Barge-In System (B1–B7)

Barge-in (user interruption) is the hardest problem in voice AI. miniVoxSetu implements a 7-layer barge-in system:

Layer Name What It Does
B1 Dynamic Threshold Calibration On mic start, 500ms of ambient noise is sampled. VAD threshold = max(0.01, baseline × 2.5). Prevents false triggers in noisy environments.
B2 TTS Suppression Window After each TTS audio chunk starts playing, VAD is suppressed for 200ms. This gives the browser's echo cancellation (AEC) time to settle and prevents the agent's own voice from triggering barge-in.
B3 AudioWorklet VAD Barge-in detection runs in the pcm-processor.js AudioWorklet at ~2.7ms resolution (128 samples at 48kHz), not in a 100ms setInterval. The worklet knows the agent's speaking state and only fires during SPEAKING.
B4 Server-Side Gate A barged_in boolean flag on the server. Once set, all in-flight TTS audio sends are blocked even if the async pipeline hasn't been cancelled yet.
B5 Generation Counter A monotonic pipeline_generation counter. Incremented on every barge-in. Any pipeline task launched with an old generation number is silently discarded at multiple checkpoints (before PII, before RAG, before LLM, before TTS send).
B6 Backchannel Detection Short utterances like "uh-huh", "okay", "hmm", "accha" are detected as backchannel (not real interruptions). The agent pauses 300ms for natural rhythm but does NOT kill the pipeline. Supports Hindi backchannels.
B7 Client-Side Audio Queue Drain On barge-in, the browser immediately: (1) stops the current AudioBufferSourceNode, (2) clears the audio queue, (3) sets a bargedInRef flag that prevents any late-arriving audio from being enqueued or played.

Barge-In Sequence Diagram

User starts speaking over the agent:

Browser (AudioWorklet)                    Backend (FastAPI)
        │                                       │
        │ ← Agent is SPEAKING →                 │
        │                                       │
  B3: VAD detects energy > threshold            │
  B2: Check suppression window (OK)             │
  B3: Post "barge_in_detected" to main thread   │
        │                                       │
  B7: Stop AudioBufferSourceNode                │
  B7: Clear audio queue                         │
  B7: Set bargedInRef = true                    │
        │                                       │
        │──── {type: "barge_in"} ──────────────→│
        │                                       │
        │                              B6: Check backchannel
        │                                  "uh-huh" → soft pause only
        │                                  real words → full barge-in
        │                                       │
        │                              B4: barged_in = true
        │                              B5: pipeline_generation++
        │                              Cancel: pipeline task
        │                              Cancel: semantic task
        │                              Cancel: acoustic task
        │                              Clear: TTS buffer (WebSocket)
        │                              Clear: acoustic chunks
        │                                       │
        │◀─── {type: "state", state: "LISTENING"} │
        │                                       │
  New pipeline starts with                      │
  incremented generation number                 │

Speculative RAG Pipeline

Standard RAG adds ~5ms to the critical path (embed query + search). Speculative RAG eliminates this by running the RAG query before the user finishes speaking.

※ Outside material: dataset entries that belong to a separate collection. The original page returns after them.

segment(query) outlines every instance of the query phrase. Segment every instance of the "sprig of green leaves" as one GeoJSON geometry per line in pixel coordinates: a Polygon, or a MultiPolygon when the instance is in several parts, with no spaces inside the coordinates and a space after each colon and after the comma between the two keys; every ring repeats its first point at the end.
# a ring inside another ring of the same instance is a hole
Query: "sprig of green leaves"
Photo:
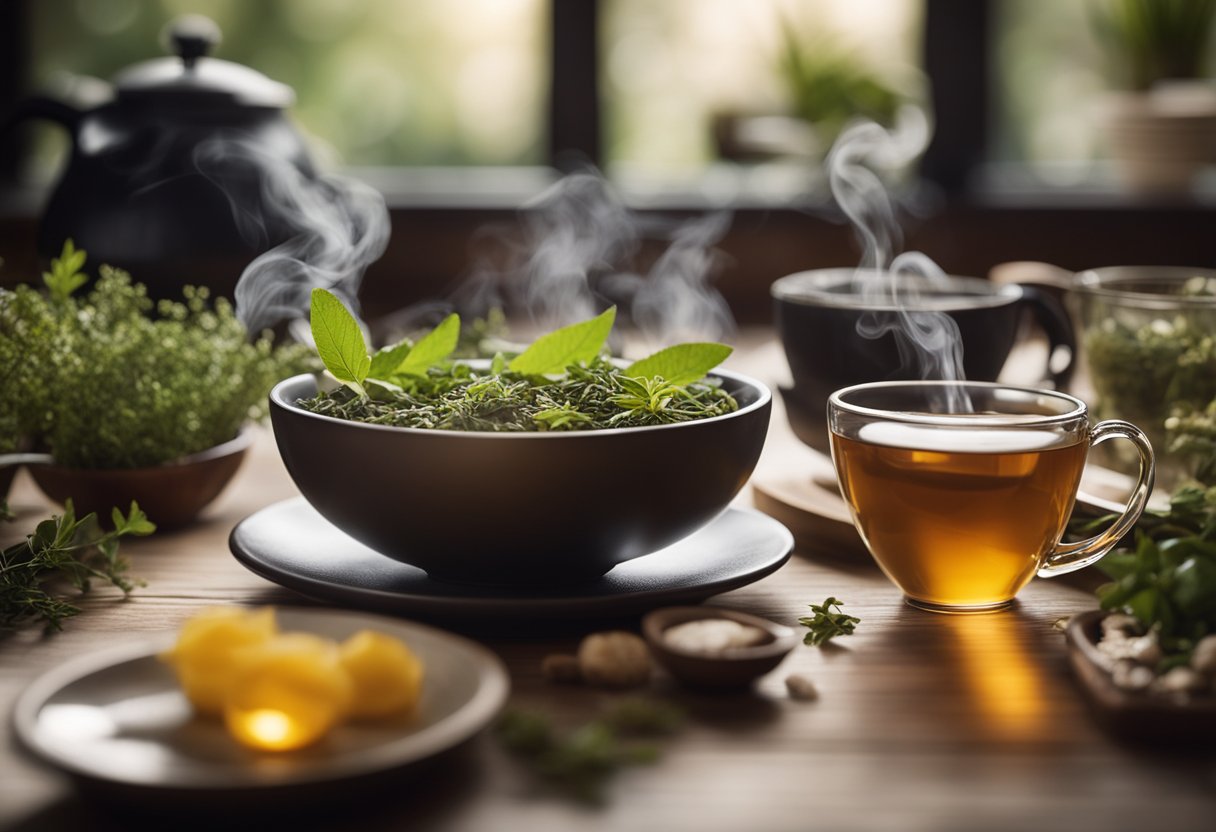
{"type": "Polygon", "coordinates": [[[803,637],[803,643],[811,645],[812,647],[822,647],[835,636],[852,635],[854,629],[861,623],[861,619],[841,612],[843,605],[843,601],[838,601],[831,596],[823,603],[809,605],[811,612],[815,614],[798,619],[799,624],[810,630],[803,637]],[[832,612],[833,607],[835,607],[835,612],[832,612]]]}
{"type": "Polygon", "coordinates": [[[114,508],[111,517],[114,528],[103,532],[96,515],[77,519],[68,500],[62,515],[40,522],[26,540],[0,551],[0,633],[32,622],[41,622],[46,630],[62,629],[80,608],[56,591],[57,583],[83,594],[101,580],[124,595],[140,584],[126,575],[118,541],[151,534],[156,525],[135,502],[125,515],[114,508]]]}
{"type": "Polygon", "coordinates": [[[1144,513],[1135,547],[1107,555],[1098,569],[1111,579],[1097,590],[1102,608],[1155,631],[1165,663],[1186,660],[1195,642],[1216,633],[1216,488],[1178,489],[1167,511],[1144,513]]]}
{"type": "Polygon", "coordinates": [[[325,369],[361,399],[367,398],[365,382],[394,389],[401,376],[426,376],[429,367],[452,354],[460,341],[460,315],[452,314],[417,343],[402,339],[368,355],[359,321],[338,296],[323,288],[313,289],[309,320],[325,369]]]}
{"type": "Polygon", "coordinates": [[[366,398],[364,382],[371,370],[367,343],[359,321],[345,304],[328,289],[315,288],[309,308],[309,321],[316,353],[330,375],[366,398]]]}
{"type": "Polygon", "coordinates": [[[625,367],[630,378],[663,378],[669,384],[687,384],[725,361],[733,350],[726,344],[689,343],[660,349],[625,367]]]}
{"type": "Polygon", "coordinates": [[[617,307],[609,307],[589,321],[563,326],[533,342],[508,365],[513,372],[544,376],[564,372],[567,367],[599,355],[617,320],[617,307]]]}

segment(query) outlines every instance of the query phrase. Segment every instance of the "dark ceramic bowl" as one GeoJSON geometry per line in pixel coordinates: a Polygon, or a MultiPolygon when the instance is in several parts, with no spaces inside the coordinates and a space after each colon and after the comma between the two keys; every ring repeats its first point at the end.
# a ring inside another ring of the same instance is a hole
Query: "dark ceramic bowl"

Time ──────────────────────────────────────────────────────────→

User speaking: "What are your fixed deposit rates?"

  Deepgram interim (conf=0.4): "What are"        → No action (< 0.7)
  Deepgram interim (conf=0.7): "What are your"    → Skip (< 3 words)
  Deepgram interim (conf=0.8): "What are your fixed" → SPECULATIVE RAG FIRES
                                                         │
                                                         ├→ Embed "What are your fixed"
                                                         ├→ Search vector store → 2 chunks
                                                         └→ Cache: {query, chunks, embedding}
  Deepgram final (conf=0.95): "What are your fixed deposit rates?"
                                                         │
  Pipeline starts:                                       │
    PII redaction → "What are your fixed deposit rates?" │
    RAG step:                                            │
      1. Embed final text                                │
      2. Compare to cached embedding (cosine similarity) │
      3. cos_sim = 0.92 > 0.85 → USE CACHED RESULTS     │
      4. Skip full vector search                         │
                                                         │
  Result: RAG latency reduced from ~5ms to ~1ms (embedding comparison only)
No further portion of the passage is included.